The much talked about Pramuka Bank incident has provided enough reasons for the public to think twice before they invest their money in financial institutions as they are totally in the dark as far as the financial stability of the institutions are concerned.

According to unconfirmed reports among the country's business community there are a few other registered banks and financial institutions which are in deep financial crisis and therefore it has become essential to bring about immediate amendments to the present Banking Act to avoid a repetition of the Pramuka Bank incident.

At present there are several authorised and unauthorised institutions accepting `deposits' in various forms from the public in Sri Lanka. The Central Bank of Sri Lanka (CBSL) has repeatedly cautioned the public on investing in unauthorised financial institutions. The CBSL has published newspaper advertisements to inform the public of the institutions that have been registered to accept deposits from the public in order to clear the confusion. However, it has not ruled out the possibility of a certain amount of risk involved in investing in the institutions which are registered by the Central Bank.

The Central Bank in its answer to the writ application filed by the depositors of Pramuka Bank maintained that the notices issued were intended to be factual statements of institutions registered to accept deposits from the public and were certainly not intended to be recommendations that the public could invest in any one of them without risk.

It stated that when irregularities are observed in a bank, a regulator cannot immediately take drastic action such as suspension or cancellation of the licence.

"A regulator therefore must act with caution balancing various interests involved and direct the bank concerned to take corrective action as well as monitor the activities of the said bank.

Regulation does not offer absolute safety of one's funds and that by regulation, what is sought to be achieved is to ensure that institutions which solicit funds from the public act in a prudential manner which in turn can reasonably assure the safety of depositors' funds.

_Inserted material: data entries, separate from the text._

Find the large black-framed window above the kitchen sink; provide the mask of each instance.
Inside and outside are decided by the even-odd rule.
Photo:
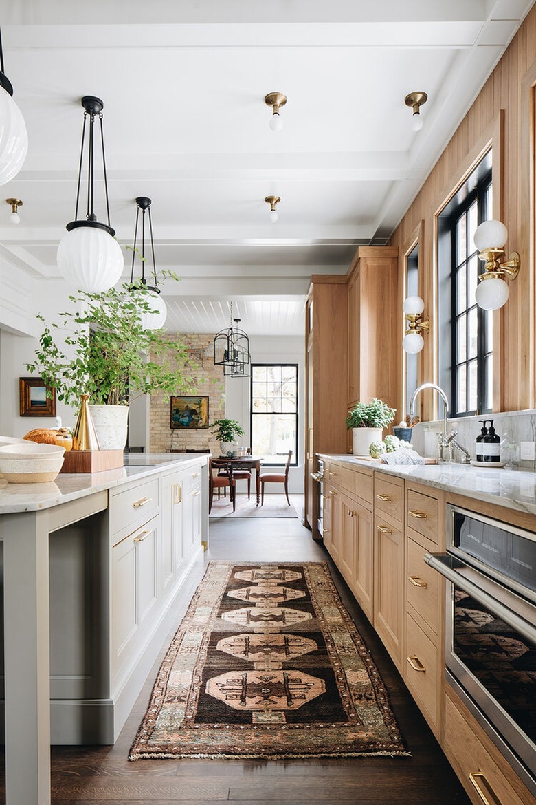
[[[453,417],[493,407],[493,319],[475,300],[484,264],[473,241],[492,208],[489,151],[439,217],[440,385]]]

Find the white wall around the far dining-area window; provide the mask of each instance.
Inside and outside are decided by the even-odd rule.
[[[288,474],[288,489],[294,494],[304,491],[305,456],[305,336],[250,336],[249,350],[253,363],[297,363],[298,365],[298,465]],[[227,378],[225,415],[236,419],[245,436],[239,444],[250,444],[250,378]],[[267,485],[266,491],[281,493],[283,486]]]

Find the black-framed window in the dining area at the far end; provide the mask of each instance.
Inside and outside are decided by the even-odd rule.
[[[298,366],[252,364],[252,454],[265,464],[285,464],[293,451],[297,466]]]

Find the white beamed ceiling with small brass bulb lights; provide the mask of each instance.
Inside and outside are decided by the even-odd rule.
[[[386,242],[532,5],[0,0],[30,140],[3,188],[24,204],[17,227],[0,208],[0,258],[59,276],[80,97],[96,95],[117,237],[132,244],[134,199],[150,196],[158,267],[182,278],[164,288],[166,326],[215,332],[232,301],[248,333],[301,334],[310,276],[345,273],[359,244]],[[419,132],[404,104],[415,90],[428,93]],[[288,97],[279,132],[271,91]]]

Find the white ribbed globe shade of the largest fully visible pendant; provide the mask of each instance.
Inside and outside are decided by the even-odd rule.
[[[105,229],[92,226],[77,226],[63,235],[57,260],[68,283],[91,294],[113,287],[125,266],[117,241]]]

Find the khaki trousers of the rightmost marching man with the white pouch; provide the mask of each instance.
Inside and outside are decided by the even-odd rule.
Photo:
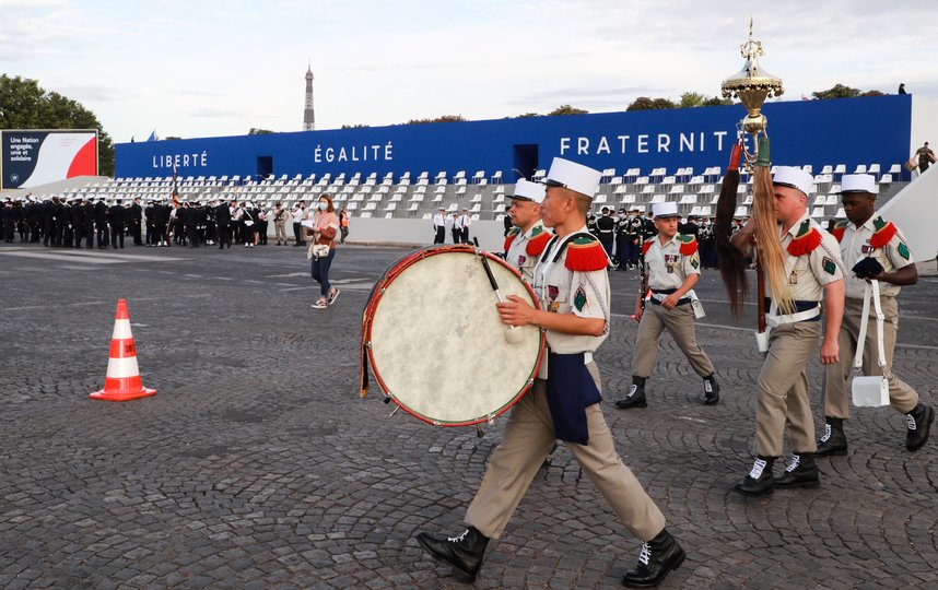
[[[886,353],[886,375],[889,381],[889,404],[899,412],[907,414],[918,404],[918,393],[908,384],[892,375],[892,353],[895,349],[895,334],[899,331],[899,305],[895,303],[895,297],[880,297],[880,304],[882,315],[886,316],[886,320],[882,323],[882,346]],[[821,389],[825,416],[839,418],[851,417],[847,380],[854,370],[854,355],[857,353],[859,322],[861,319],[863,299],[844,299],[844,319],[841,321],[841,331],[837,334],[841,362],[836,365],[826,366],[824,370],[824,385],[823,389]],[[876,340],[876,308],[872,302],[870,302],[866,344],[864,344],[863,351],[864,375],[883,374],[879,368],[879,352]]]

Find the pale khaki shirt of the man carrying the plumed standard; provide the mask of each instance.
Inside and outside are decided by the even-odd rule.
[[[782,249],[786,252],[805,220],[811,220],[807,212],[788,232],[782,234]],[[844,263],[841,260],[837,238],[813,221],[810,221],[810,224],[821,233],[821,244],[807,255],[797,257],[788,255],[785,261],[785,274],[788,276],[792,298],[799,302],[820,302],[824,296],[824,285],[844,278]],[[778,231],[782,231],[781,224]]]

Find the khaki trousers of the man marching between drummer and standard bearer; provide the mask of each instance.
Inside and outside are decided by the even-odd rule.
[[[649,302],[645,306],[645,312],[642,314],[642,321],[638,322],[638,341],[635,343],[635,354],[632,357],[634,377],[647,379],[652,375],[658,356],[658,339],[666,329],[697,375],[701,377],[713,375],[713,363],[697,345],[694,311],[690,304],[665,309]]]

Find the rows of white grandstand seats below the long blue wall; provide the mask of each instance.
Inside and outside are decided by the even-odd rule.
[[[858,170],[866,170],[877,176],[880,198],[878,205],[899,192],[907,182],[900,181],[901,166],[891,165],[886,174],[881,174],[878,164],[860,165]],[[669,174],[669,172],[671,174]],[[544,169],[537,170],[535,177],[543,179]],[[646,173],[646,174],[643,174]],[[594,208],[637,208],[642,211],[650,209],[653,203],[676,202],[682,215],[711,215],[715,211],[723,182],[719,167],[710,167],[702,172],[690,167],[675,170],[654,168],[641,170],[629,168],[602,170],[600,189],[594,199]],[[809,196],[811,216],[819,221],[831,219],[839,214],[840,178],[847,174],[843,164],[831,164],[821,167],[814,176],[814,186]],[[414,180],[413,182],[412,180]],[[748,215],[752,205],[750,194],[752,177],[742,174],[737,191],[737,215]],[[68,197],[103,197],[114,199],[141,198],[167,199],[173,191],[173,178],[114,178],[103,182],[92,182],[63,194]],[[468,176],[466,170],[448,170],[435,173],[420,172],[417,176],[406,172],[400,175],[387,173],[378,184],[377,174],[361,174],[347,176],[329,173],[317,177],[315,174],[274,176],[266,178],[256,175],[233,176],[186,176],[176,179],[180,199],[207,202],[211,199],[225,198],[248,200],[263,208],[272,208],[277,202],[292,205],[297,200],[313,200],[320,193],[333,196],[337,204],[344,204],[356,216],[424,217],[432,215],[443,206],[448,212],[462,208],[469,209],[474,219],[497,220],[504,215],[507,205],[506,185],[502,184],[501,172],[486,176],[484,170],[478,170]],[[468,190],[471,187],[472,190]],[[42,196],[39,196],[42,197]],[[842,215],[841,211],[841,215]]]

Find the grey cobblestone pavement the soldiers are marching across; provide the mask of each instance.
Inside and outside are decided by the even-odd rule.
[[[462,530],[504,421],[477,438],[388,417],[380,396],[356,392],[361,309],[402,253],[341,249],[343,293],[314,310],[300,248],[0,249],[0,587],[465,587],[413,535]],[[729,324],[708,272],[697,337],[724,401],[697,402],[701,381],[665,337],[649,406],[618,411],[635,273],[612,281],[603,411],[688,551],[663,588],[938,586],[938,440],[910,453],[901,415],[855,410],[851,452],[819,461],[819,489],[740,497],[730,488],[751,467],[760,367],[751,331]],[[935,288],[926,278],[905,290],[895,355],[929,403]],[[93,401],[120,297],[159,393]],[[817,403],[817,362],[809,371]],[[615,588],[638,548],[561,446],[476,586]]]

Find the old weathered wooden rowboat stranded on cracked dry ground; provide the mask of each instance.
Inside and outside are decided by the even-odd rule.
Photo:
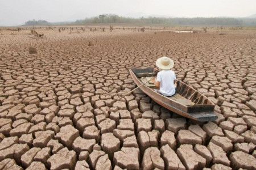
[[[146,69],[134,68],[129,71],[134,82],[137,86],[140,86],[146,83],[150,77],[156,76],[155,71],[157,70],[148,67]],[[176,94],[171,97],[163,96],[154,91],[156,87],[150,82],[139,88],[156,103],[181,116],[203,122],[214,121],[218,118],[214,114],[214,104],[212,101],[180,80],[177,80]]]

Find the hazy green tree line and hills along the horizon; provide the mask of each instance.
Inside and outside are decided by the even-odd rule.
[[[114,14],[102,14],[69,22],[69,24],[91,23],[135,23],[135,24],[167,24],[167,25],[226,25],[226,26],[256,26],[256,18],[129,18]],[[29,20],[25,25],[50,25],[46,20]],[[65,24],[65,23],[64,23]]]

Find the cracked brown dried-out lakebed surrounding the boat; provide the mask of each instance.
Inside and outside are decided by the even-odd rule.
[[[36,31],[0,31],[0,169],[255,169],[256,31]],[[117,101],[135,88],[128,69],[162,56],[216,121],[139,90]]]

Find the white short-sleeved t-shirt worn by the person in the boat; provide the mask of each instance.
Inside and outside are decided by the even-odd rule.
[[[175,94],[174,80],[176,76],[172,70],[162,70],[156,78],[160,82],[160,93],[164,96],[172,96]]]

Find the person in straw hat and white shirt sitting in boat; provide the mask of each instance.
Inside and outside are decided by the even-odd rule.
[[[159,67],[159,71],[156,80],[155,77],[151,78],[151,81],[155,84],[159,90],[156,90],[164,96],[173,96],[176,93],[177,83],[174,71],[170,70],[174,67],[174,61],[168,57],[161,57],[156,60],[156,66]]]

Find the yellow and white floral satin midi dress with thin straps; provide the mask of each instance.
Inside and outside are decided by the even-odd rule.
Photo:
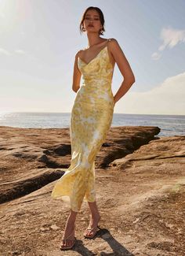
[[[78,212],[82,202],[96,201],[95,158],[111,128],[114,96],[111,91],[113,66],[108,55],[108,41],[93,60],[78,57],[83,83],[71,111],[71,165],[52,191],[52,197],[70,202]]]

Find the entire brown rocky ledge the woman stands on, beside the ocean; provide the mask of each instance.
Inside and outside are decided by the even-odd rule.
[[[101,230],[84,239],[89,209],[76,221],[77,244],[59,249],[69,213],[51,198],[71,160],[68,128],[0,127],[0,255],[184,255],[185,136],[151,126],[113,127],[96,156]]]

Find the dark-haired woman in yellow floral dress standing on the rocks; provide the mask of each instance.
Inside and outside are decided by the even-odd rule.
[[[63,233],[60,249],[71,249],[75,243],[74,227],[82,202],[88,202],[91,211],[89,227],[84,236],[96,235],[100,213],[96,206],[95,158],[111,127],[114,104],[135,82],[132,69],[116,39],[103,39],[102,11],[90,6],[80,24],[86,32],[89,46],[75,55],[72,89],[78,92],[71,112],[71,165],[53,188],[53,198],[68,196],[71,213]],[[115,62],[124,80],[113,96],[111,82]],[[83,76],[82,76],[83,75]],[[81,76],[84,80],[80,87]]]

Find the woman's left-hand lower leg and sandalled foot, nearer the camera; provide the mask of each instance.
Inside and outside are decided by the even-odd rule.
[[[78,212],[74,212],[73,210],[71,210],[71,213],[69,214],[69,216],[67,218],[67,222],[65,225],[62,239],[67,239],[67,237],[70,239],[74,239],[74,227],[75,227],[77,213]],[[63,247],[70,247],[71,243],[73,243],[73,240],[67,240],[67,241],[62,242],[61,245]]]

The safety, stability and viability of a bank rest with the directors and the management of the bank," the Central Bank said.

However, according to the President of the Pramuka Bank Depositors Association, Palitha Gamage, there was no indication of financial instability of Pramuka Bank up to the time of its suspension and the depositors had no way of finding out that there was mismanagement.

"We cannot expect every citizen of the country to have a thorough knowledge about banking activities. There are people who cannot fill even their own deposit slip. We have invested in Pramuka Bank as it was a registered bank and nothing had been communicated to us about the financial situation of the bank other than various promotions by the Bank itself," Gamage said.

According to a Central Bank official it would be possible to introduce measures to provide insurance cover to deposits but it could be an additional burden to profitable banks.

However, experts say a repetition of the Pramuka Bank incident would affect the country's banking sector as depositors would lose confidence in safety of investing their money in banks.